Like a spiderless Miss Moffitt, she sits perched on her high stool behind a counter, dispensing death to a community. This place, over which she shares dominion with the teacher, the priest and the doctor. Psycho inert substances, barbiturates, opiates, whatever the doctor orders, she peddles and as long as you have the note, the dispensary note, the prescription you get the man’s antidisestablishment substance. And always with a sneer, “Mr Sniffle”, she peers down her equine nose and purses her electrolyticly removed hairless lips. Maw and Paw Sniffle scored a load gear here, gear from which I was never weaned, and the lill Sniffles have drunk deeply at her yellow anti-biotic foamy fountain. The teenagers can’t score a ten-spot round our gaff, yet she sprays it around like candy.
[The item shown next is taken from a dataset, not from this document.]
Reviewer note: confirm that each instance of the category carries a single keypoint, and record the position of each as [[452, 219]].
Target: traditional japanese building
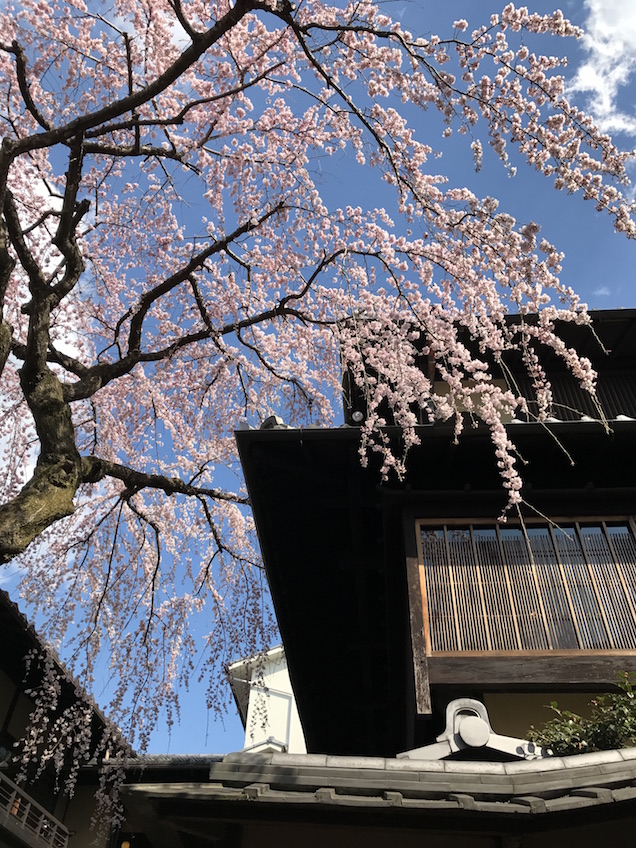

Beginning with that hand which rocks your cradle baby, power is held over you for the duration by a succession of individuals and institutions until you can no longer say “any day above ground is a good one”. They’re everywhere, people who want to boss you, have a piece of you, punters who want to be in charge.of.you. They said (that’s the big They, this is a paranoid posting) that the priests had the power, all the time fondling our children and riding each other and getting confused about each other and the children. Priests have never been top of my Christmas card list, too black, too unholy. But other uniforms jump up and grab at your genitalia.
But it’s the Mr. thing which yanks my junkie chain. She knows too much, she has my records, she has three generations of Sniffle records. What does she know which so exercises me? What is it about her dispenses which diss’s me so. It’s the arm’s length Mr. Sniffle thing when she knows I’ve had diarrhea, it’s the removal from my pile pain, it’s the silent judgment on my sleeping pill, it’s a lot of things but mostly it’s the power which she won’t let go, our Mrs. O.